John Ralston Saul: Indigenous Peoples don't need sympathy, they need you to take action
In other words, he decided to act.
But this wasn't the first time Saul dedicated his attention to the topic of Indigenous issues. In 2008, he published A Fair Country, a book that explores the influence Indigenous Peoples had on the shape of what Canada had become — without being given any credit.
"I thought I'd done my thing, I thought I'd said what I had to say on the subject … and then things really didn't move. And then Idle No More happened, and I thought this was the most fantastic breakthrough. And I felt that I had to make another attempt at talking to non-Indigenous Canadians."
Saul added he was also inspired by people around him who identified with the spirit of Idle No More but didn't know where to take it, or how to channel their desire to get involved.
"They didn't have the language, they didn't have the arguments, they didn't have the mythologies," he said. "They knew it meant something important but they didn't know how to express it in their own terms."
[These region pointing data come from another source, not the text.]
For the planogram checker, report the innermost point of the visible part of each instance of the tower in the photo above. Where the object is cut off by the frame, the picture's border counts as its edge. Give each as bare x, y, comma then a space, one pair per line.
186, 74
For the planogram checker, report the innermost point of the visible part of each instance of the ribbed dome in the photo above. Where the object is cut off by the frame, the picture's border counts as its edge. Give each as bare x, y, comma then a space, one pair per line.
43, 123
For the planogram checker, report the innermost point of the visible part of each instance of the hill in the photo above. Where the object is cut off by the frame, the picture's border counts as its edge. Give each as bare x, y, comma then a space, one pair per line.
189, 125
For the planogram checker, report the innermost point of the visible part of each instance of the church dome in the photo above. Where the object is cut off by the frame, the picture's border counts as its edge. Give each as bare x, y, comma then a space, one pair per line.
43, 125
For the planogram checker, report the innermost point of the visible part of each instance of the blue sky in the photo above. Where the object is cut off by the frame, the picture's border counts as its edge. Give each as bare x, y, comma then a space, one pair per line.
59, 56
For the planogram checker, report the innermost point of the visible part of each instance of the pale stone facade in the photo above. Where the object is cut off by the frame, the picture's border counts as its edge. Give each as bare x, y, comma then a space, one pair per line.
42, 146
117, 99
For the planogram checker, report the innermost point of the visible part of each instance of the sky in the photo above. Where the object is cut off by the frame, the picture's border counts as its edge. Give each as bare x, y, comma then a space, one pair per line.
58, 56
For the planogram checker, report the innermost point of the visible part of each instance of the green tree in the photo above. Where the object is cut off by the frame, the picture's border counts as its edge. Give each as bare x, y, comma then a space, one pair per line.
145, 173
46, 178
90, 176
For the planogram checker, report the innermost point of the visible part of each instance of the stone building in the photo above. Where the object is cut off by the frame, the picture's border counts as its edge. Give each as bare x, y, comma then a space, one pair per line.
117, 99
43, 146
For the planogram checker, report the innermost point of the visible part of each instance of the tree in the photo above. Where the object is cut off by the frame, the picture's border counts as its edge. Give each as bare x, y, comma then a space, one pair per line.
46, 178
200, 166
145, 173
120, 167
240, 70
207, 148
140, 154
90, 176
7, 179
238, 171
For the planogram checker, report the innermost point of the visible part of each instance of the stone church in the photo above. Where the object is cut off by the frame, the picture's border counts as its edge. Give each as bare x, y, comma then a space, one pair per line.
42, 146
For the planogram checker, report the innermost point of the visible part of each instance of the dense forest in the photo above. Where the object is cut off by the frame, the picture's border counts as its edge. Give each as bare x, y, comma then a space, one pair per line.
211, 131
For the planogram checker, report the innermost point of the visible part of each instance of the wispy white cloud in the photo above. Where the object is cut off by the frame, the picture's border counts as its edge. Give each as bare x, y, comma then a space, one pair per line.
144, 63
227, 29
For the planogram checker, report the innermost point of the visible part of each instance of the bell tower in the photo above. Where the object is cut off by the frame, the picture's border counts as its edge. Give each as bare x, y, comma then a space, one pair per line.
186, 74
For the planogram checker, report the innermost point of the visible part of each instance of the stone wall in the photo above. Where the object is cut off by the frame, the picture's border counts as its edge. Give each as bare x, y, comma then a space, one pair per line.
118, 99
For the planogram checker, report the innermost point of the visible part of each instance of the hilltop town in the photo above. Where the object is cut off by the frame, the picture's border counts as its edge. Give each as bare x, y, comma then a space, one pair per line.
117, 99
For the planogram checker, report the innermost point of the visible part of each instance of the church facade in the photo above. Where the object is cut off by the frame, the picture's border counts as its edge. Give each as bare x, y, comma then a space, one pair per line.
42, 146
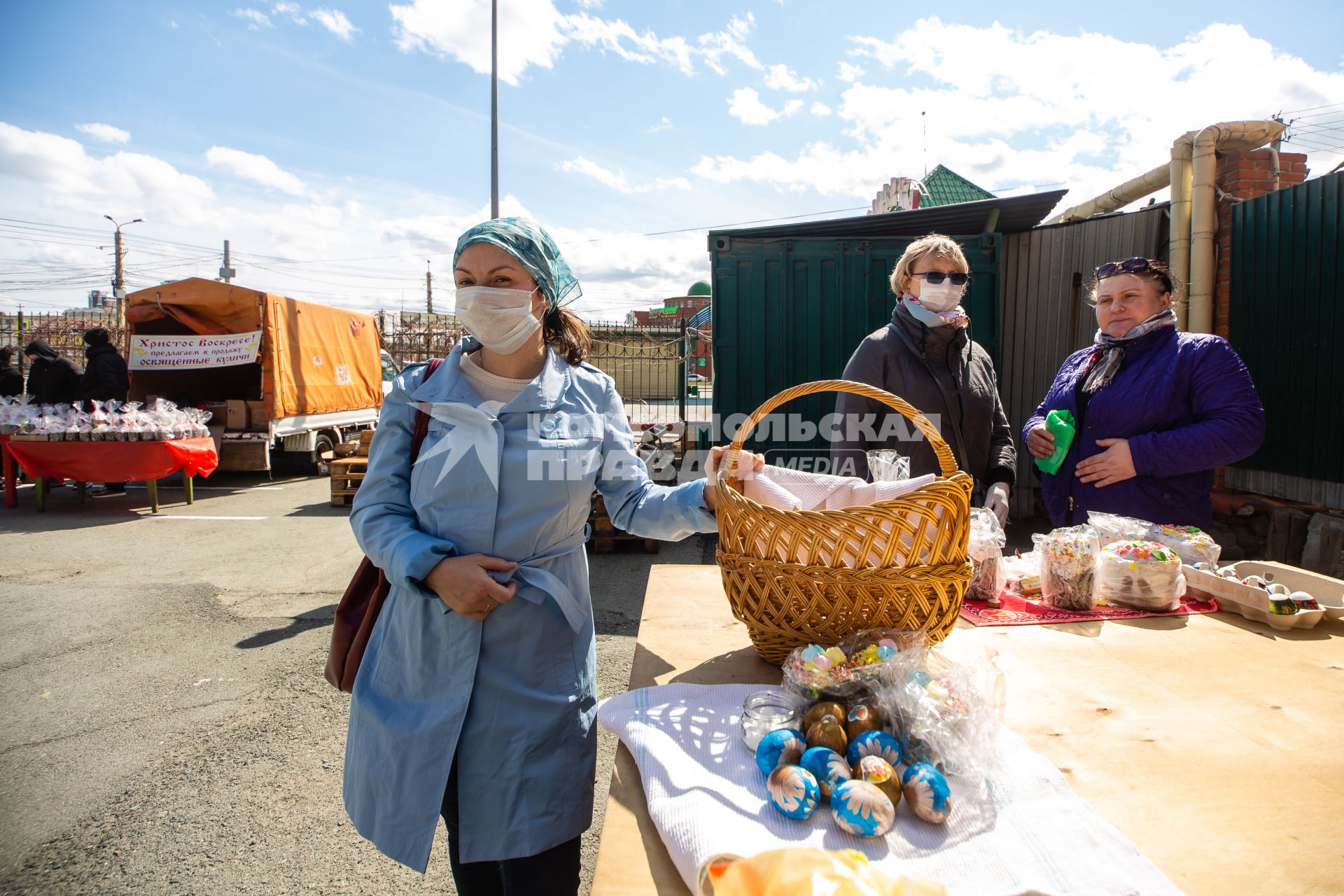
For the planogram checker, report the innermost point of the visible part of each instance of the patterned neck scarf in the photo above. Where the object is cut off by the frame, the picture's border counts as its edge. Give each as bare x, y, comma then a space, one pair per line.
1110, 349
952, 317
Taking it back to treaties
Digging into the deep history of treaties, Saul sought advice from Indigenous authors and elders and drew on writings from leading Indigenous thinkers to offer non-Indigenous Canadians a primer of this country's history — a history he himself didn't learn about until he reached adulthood.
"For about 125 years, give or take, the Canadian government has acted extremely badly — even in a way which should be called evil — breaking treaties, breaking agreements," he said. "At a certain point, you have to turn around and say, it really isn't good enough for citizens to say 'I feel so badly about what happened.' It's a way of getting out of doing something."
Saul said his hope for the book, and speaking engagements that came after it was published, was to motivate others to turn that sympathy into action, by voting for parties based on their willingness to act on these issues.
"I think that if you insist on sympathy you're trying to avoid action, and that's when I say it becomes a new form of racism," Saul said.
"Because you're avoiding reality, you're avoiding what actually needs to be done for people who have every right, every constitutional, historic and treaty right to these things and are not getting them."